Respingendo le mie emozioni contrastanti, iniziai a ispezionare il mio corpo. Ero dolorante dappertutto, anche i capelli mi facevano male, ma tra le gambe non sentivo nulla di diverso. Nessun dolore interno che suggerisse ciò che non riuscivo a portarmi a pensare potesse accadermi. Fui momentaneamente sollevata, ma un altro sguardo intorno alla mia nuova prigione e il mio sollievo evaporò. Dovevo uscire di lì. Scivolai fuori dal letto.

La stanza sembrava fatiscente, con carta da parati ingiallita e moquette sottile e macchiata. Il letto, un enorme letto a baldacchino in ferro battuto, era l'unico pezzo di arredamento che sembrava nuovo. Non sembrava affatto il tipo di cosa che appartenesse a un posto come questo. Non che sapessi molto di posti come questo. La biancheria sul letto odorava di ammorbidente. Era lo stesso che usavo per lavare i vestiti della mia famiglia a casa. Il mio stomaco si contrasse. Non odiavo mia madre, la amavo. Avrei dovuto dirglielo più spesso, anche se lei non me lo diceva sempre. Le lacrime mi pungevano gli occhi, ma non potevo crollare adesso. Dovevo pensare a un modo per scappare.
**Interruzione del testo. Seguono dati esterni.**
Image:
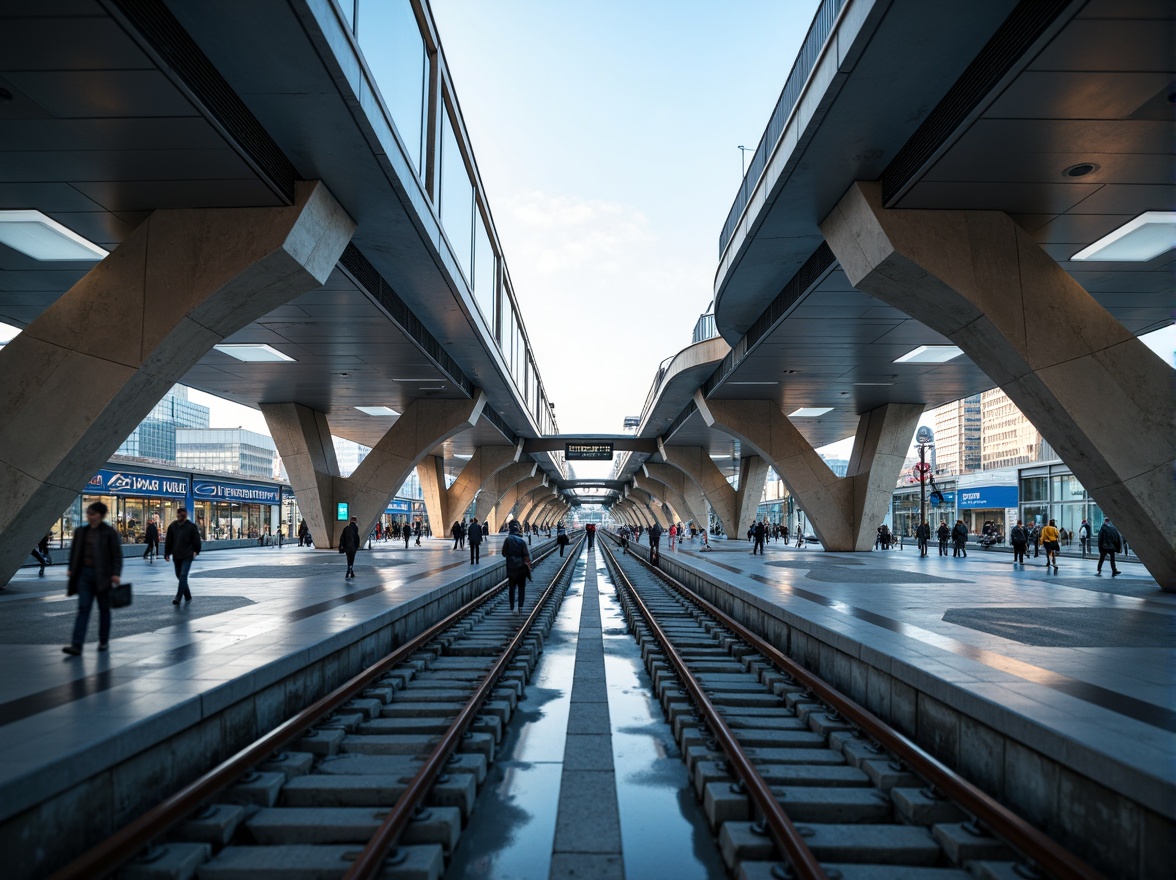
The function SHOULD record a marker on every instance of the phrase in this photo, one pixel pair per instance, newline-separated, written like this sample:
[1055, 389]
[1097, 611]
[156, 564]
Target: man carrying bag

Il mio primo istinto fu di provare la porta, ma scartai subito quell'idea come stupida. Per prima cosa, ricordavo che era chiusa a chiave. Per un'altra, se non lo fosse stata, c'erano buone probabilità che mi sarei imbattuta nei miei rapitori. L'immagine di quel tipo, Nick, mi attraversò la mente e un brivido violento di paura mi percorse la schiena.

Invece, mi avvicinai a un set di tende e le tirai indietro. La finestra era chiusa con assi di legno. Trattenni a stento un urlo esasperato. Feci scorrere le dita lungo i bordi del legno cercando di sollevarlo, ma si rivelò impossibile. Dannazione.
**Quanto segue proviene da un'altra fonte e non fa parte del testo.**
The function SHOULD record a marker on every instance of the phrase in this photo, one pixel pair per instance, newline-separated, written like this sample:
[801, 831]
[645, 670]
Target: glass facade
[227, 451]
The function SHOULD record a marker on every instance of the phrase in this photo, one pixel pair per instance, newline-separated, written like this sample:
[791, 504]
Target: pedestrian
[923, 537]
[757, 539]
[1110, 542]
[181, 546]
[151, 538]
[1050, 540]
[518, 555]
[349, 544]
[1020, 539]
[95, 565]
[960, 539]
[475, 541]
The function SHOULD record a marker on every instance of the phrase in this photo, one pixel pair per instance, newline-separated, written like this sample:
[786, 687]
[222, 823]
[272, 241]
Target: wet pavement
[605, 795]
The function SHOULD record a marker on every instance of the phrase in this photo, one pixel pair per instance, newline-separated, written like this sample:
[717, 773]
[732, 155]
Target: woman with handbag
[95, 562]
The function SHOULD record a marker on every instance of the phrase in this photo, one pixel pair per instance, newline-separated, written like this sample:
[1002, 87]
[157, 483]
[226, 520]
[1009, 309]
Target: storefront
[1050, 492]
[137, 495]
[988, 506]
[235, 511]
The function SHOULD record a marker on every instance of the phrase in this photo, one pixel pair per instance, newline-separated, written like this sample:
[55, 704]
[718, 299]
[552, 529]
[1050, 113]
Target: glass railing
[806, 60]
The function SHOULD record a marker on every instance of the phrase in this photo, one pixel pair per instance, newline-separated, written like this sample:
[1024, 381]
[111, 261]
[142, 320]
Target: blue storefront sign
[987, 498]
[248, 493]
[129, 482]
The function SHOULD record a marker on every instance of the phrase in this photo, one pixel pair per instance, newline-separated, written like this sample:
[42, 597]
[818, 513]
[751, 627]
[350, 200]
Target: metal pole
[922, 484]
La porta si aprì dietro di me senza preavviso. Mi girai di scatto, sbattendo la schiena contro il muro come se potessi in qualche modo riuscire a mimetizzarmi con le tende. La porta non era stata chiusa a chiave. Mi stava aspettando?

La luce, soffusa e bassa, filtrava, proiettando ombre sul pavimento. Alan. Le mie gambe tremavano di paura mentre chiudeva la porta e si avvicinava a me. Sembrava il Diavolo in persona, vestito con pantaloni neri e una camicia nera abbottonata, camminando lentamente, deliberatamente. Ancora abbastanza bello da far contrarre le mie viscere e far battere il mio cuore. Era pura perversione.